J'essaie de suivre sa trajectoire mais à un moment je le perds de vue. Je le cherche, en vain. Je revêts discrètement mes lunettes de soleil pour cacher un peu mes yeux qui trahissent la peur, mais aussi, pour qu'il ne puisse pas voir où mon regard repose. J'inspecte partout autour de moi. Je ne vois plus rien, même plus l'ombre de cet oiseau de malheur. Je commence à paniquer.

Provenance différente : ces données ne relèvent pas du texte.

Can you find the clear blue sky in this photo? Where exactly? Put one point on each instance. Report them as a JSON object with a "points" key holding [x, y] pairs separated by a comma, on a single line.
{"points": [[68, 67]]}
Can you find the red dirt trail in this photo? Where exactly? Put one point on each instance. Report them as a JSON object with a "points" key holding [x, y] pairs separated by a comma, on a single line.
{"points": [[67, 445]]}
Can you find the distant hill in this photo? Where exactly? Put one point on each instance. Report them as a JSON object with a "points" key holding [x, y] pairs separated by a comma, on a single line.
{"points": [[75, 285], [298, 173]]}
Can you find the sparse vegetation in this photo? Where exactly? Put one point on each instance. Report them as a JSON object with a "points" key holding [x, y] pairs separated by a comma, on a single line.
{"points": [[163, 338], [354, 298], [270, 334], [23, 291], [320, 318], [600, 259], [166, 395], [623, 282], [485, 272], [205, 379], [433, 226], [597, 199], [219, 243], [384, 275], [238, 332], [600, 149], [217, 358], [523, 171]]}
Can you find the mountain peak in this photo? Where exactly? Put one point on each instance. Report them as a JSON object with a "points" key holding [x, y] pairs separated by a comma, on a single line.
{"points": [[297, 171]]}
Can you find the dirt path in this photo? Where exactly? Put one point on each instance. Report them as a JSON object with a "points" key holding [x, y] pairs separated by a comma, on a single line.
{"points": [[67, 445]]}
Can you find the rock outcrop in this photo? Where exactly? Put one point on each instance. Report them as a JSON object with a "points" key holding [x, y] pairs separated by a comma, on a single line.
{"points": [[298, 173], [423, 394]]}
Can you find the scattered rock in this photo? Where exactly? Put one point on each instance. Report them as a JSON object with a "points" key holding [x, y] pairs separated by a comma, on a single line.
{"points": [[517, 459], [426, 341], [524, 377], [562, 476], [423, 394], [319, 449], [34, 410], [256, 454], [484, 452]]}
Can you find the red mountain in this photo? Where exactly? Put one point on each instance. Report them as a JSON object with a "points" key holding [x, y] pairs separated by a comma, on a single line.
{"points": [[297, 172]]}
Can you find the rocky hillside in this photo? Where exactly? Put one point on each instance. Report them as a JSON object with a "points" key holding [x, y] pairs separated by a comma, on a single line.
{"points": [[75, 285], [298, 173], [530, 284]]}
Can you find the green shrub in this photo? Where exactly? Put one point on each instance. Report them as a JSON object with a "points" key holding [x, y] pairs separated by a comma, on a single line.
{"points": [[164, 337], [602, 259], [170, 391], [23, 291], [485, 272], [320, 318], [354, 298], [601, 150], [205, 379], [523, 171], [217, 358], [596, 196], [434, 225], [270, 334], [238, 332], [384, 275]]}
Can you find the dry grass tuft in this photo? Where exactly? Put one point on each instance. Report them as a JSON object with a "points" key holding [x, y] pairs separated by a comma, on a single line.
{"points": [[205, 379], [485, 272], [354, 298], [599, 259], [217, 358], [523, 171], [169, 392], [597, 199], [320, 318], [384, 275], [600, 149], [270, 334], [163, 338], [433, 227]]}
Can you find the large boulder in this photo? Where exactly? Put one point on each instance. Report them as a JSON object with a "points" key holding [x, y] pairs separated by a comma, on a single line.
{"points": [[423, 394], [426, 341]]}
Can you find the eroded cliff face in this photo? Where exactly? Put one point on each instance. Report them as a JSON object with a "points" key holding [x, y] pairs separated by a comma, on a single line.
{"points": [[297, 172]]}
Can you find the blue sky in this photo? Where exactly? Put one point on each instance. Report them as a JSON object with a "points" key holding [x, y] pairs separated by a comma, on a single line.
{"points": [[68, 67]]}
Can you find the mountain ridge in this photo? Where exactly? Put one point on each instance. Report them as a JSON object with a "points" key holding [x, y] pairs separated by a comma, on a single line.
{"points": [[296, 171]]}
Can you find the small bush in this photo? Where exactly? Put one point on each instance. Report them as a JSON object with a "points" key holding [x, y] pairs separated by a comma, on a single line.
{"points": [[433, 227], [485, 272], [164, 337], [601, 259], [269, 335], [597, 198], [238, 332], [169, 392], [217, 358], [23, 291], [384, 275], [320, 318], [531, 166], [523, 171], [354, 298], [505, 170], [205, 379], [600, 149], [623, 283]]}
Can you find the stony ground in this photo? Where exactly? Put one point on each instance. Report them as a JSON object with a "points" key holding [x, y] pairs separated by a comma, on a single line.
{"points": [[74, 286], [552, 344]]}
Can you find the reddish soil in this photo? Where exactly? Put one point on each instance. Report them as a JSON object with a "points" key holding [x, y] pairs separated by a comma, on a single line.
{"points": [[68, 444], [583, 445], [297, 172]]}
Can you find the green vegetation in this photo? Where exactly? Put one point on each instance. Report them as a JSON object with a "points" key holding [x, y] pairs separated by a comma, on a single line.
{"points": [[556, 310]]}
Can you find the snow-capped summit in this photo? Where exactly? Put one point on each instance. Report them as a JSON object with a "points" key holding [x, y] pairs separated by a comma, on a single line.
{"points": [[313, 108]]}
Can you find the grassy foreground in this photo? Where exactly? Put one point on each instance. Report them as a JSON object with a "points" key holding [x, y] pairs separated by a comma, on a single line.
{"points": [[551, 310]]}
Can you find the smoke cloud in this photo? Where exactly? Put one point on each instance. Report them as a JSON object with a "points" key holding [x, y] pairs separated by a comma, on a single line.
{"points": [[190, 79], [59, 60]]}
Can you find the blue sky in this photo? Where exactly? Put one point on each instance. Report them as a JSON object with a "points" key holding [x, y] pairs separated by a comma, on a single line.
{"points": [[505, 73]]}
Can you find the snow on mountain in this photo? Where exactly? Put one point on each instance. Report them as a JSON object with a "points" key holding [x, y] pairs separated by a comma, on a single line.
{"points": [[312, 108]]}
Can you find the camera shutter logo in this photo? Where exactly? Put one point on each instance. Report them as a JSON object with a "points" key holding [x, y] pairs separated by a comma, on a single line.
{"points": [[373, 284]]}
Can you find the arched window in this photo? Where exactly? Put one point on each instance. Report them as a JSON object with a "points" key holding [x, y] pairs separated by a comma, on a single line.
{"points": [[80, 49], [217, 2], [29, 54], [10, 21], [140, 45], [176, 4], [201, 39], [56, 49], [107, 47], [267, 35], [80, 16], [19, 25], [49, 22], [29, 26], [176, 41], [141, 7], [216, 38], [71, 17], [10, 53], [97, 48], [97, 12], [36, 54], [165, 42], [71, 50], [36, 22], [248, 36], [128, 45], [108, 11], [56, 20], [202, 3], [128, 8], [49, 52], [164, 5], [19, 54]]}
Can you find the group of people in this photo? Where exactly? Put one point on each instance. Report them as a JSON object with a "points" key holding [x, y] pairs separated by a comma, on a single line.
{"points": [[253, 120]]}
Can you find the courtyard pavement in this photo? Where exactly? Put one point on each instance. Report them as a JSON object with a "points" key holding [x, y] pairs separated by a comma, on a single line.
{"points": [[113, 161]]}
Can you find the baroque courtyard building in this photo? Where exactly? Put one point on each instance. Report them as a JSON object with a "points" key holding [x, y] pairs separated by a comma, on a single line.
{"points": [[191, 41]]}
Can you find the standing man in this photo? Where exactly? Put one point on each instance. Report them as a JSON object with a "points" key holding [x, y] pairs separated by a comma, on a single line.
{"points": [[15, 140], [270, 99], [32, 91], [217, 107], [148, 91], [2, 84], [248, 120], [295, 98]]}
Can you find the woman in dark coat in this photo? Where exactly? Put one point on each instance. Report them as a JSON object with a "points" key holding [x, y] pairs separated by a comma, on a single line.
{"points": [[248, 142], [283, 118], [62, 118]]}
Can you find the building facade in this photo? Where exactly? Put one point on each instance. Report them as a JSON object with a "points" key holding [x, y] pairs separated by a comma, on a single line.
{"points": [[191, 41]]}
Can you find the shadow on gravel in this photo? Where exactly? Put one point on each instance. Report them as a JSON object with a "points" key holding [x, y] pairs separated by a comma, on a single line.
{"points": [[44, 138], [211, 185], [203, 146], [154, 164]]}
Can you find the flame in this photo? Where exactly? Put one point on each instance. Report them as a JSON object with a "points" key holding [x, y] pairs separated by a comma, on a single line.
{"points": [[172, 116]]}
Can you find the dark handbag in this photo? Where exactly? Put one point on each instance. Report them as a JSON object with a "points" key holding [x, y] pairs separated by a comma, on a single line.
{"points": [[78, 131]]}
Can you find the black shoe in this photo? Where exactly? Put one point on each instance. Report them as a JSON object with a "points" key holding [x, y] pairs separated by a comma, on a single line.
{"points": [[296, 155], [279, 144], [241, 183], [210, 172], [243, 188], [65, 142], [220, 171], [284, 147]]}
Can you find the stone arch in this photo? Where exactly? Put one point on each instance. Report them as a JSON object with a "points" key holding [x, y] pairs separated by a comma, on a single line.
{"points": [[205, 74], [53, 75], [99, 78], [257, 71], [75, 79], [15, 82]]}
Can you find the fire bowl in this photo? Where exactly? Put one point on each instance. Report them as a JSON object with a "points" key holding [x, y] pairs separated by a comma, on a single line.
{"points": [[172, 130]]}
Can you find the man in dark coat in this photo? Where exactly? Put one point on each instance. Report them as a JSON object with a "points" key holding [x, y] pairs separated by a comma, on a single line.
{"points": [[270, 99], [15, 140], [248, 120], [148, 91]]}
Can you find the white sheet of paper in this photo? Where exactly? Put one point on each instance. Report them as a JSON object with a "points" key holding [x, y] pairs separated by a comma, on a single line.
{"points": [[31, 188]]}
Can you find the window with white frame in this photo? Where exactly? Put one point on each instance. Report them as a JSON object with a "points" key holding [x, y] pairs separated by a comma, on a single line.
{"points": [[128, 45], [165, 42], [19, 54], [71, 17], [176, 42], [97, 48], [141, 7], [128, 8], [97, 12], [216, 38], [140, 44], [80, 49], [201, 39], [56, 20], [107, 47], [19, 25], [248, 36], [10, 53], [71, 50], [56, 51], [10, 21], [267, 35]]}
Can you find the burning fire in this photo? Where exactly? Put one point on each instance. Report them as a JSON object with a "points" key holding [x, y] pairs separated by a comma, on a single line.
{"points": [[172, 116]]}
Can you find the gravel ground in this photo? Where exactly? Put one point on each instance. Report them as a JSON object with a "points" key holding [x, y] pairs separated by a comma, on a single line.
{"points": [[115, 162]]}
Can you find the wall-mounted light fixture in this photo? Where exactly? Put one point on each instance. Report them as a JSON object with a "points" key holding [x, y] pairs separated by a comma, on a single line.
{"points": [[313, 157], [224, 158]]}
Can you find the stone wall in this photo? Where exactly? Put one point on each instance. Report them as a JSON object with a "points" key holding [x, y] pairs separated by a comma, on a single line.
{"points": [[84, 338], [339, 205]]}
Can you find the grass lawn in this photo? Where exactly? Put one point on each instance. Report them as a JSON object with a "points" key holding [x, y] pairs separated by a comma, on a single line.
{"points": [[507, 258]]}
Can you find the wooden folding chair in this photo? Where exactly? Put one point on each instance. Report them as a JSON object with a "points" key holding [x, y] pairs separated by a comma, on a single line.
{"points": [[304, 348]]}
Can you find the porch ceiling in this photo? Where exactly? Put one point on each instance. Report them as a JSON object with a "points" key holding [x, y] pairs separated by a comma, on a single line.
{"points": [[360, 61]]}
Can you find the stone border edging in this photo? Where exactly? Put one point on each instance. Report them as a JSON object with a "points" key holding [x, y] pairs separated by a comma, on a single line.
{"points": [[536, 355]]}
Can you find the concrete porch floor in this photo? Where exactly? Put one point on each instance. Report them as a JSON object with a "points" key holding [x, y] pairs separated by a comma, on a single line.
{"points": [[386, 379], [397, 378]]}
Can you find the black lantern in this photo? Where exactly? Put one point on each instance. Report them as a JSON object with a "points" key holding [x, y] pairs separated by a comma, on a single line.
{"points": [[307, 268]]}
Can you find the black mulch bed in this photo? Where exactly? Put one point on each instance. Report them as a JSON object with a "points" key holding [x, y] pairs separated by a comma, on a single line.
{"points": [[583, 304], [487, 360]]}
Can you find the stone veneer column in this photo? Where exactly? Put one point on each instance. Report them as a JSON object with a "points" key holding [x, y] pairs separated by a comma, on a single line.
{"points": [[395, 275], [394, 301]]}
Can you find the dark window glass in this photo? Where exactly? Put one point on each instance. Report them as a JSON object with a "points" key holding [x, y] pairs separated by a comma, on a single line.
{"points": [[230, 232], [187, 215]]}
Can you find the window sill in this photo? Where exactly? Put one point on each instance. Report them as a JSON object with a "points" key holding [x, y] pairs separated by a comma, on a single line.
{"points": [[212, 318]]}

Des réflexions en cascade s'entrechoquent dans ma tête. La peur me fait cogner le cœur.
Ne plus le laisser poser son regard sur moi. Ne pas le laisser s'approcher trop près de moi. Ne pas le laisser tournoyer autour de moi. Ne pas l'autoriser à s'asseoir à côté de moi. Filer avant qu'il n'arrive à ma hauteur. Ne pas quitter ses gestes du coin d'un œil. Me sauver, partir, m'échapper, fuir, courir. Ne pas regarder derrière moi, m'enfuir très loin de là. Je ne le vois plus mais je sens qu'il n'est pas loin, qu'il me traque, qu'il me guette. Il prend son pied à m'épier. Je tourne la tête très vite et dans tous les sens, je respire très fort, je suffoque, j'étouffe. Je n'arrive plus à me lever du banc. Je suis clouée le cul au bois et je ne peux plus bouger.
Le temps s'occupera de me faire reprendre mes esprits. Peu à peu, ma tête s'arrête de tourner. D'un bond, je me redresse. Je déplie mes membres tout recroquevillés, et je commence à avancer, doucement. Et puis, je me mets à marcher très vite, plus vite que tout à l'heure. Pour me donner encore plus d'élan, j'écoute Wake me up before you go go des Wham et le morceau m'entraîne. Une, deux, une, deux, je ne veux plus y penser. Je ne veux plus l'entendre. Je ne veux plus le croiser, encore moins l'apercevoir ou le fixer. Obnubilée par cette présence, dépassée par ma propre cadence, je cours, je flanche, et je finis par tomber...
Quand je reviens à moi, mes premières pensées s'envolent avec lui. Je suis au pied d'une montagne géante, comme jetée là par d'immenses serres, celles qui m'ont attrapée. Il me secoue dans tous les sens. Je ne peux plus résister. Il me jette violemment à terre. Il déplie sur moi ces grosses pattes pleines de poussière, je ne vois plus rien. J'entends juste des voix me dire « Allez dépêche toi, nous t'attendons… » Et puis, RIEN.
De longues minutes vont s'écouler avant que je ne perçoive à nouveau des cris, des hurlements, des criaillements, des moqueries. La peur me gagne encore mais je dois tenir le coup. L'impulsion de la dernière chance m'aide à me hisser contre les parois rocheuses de la montagne que je finis par escalader. Quand j'entends ma musique, je sens que je ne suis plus très loin. Et puis, je n'entends plus qu'un brouhaha de sons distordus. Puis à nouveau, je n'entends plus rien. Dans un dernier élan, je gravis le sommet de la montagne, je ne sais pas comment, mais j'y suis arrivée.
Je quitte le square à toute vitesse mais j'ai oublié pourquoi. Je réfléchis. Un instant. Ça y est j'y suis ! Je me cache dans l'entrée du cinéma d'art et d'essai de mon quartier. J'en profite pour respirer, et consulter la programmation. Je me sens vraiment trop con. Puis, lucidité fait son apparition : « tu vas vraiment être en retard, hâte toi ».
Je reprends mon chemin. Je sens une présence dans mon dos, malsaine. Je me retourne d'un coup sec et je le vois. Il est là, à cent mètres de moi, planté. Il me rit au nez. J'avance à grandes enjambées. Mes jambes tricotent de travers. Mes bras se meuvent de tous côtés. Mon cœur heurte mes tempes à deux mille pulsations à l'heure. Mon souffle coupé provoque de mauvais sons saccadés, inaudibles. Des gouttes de sueur perlent sur mon front dégoulinant. Mes yeux pleurent de rage. Mes nerfs éclatent comme des éclairs et provoquent en moi un véritable orage de colère.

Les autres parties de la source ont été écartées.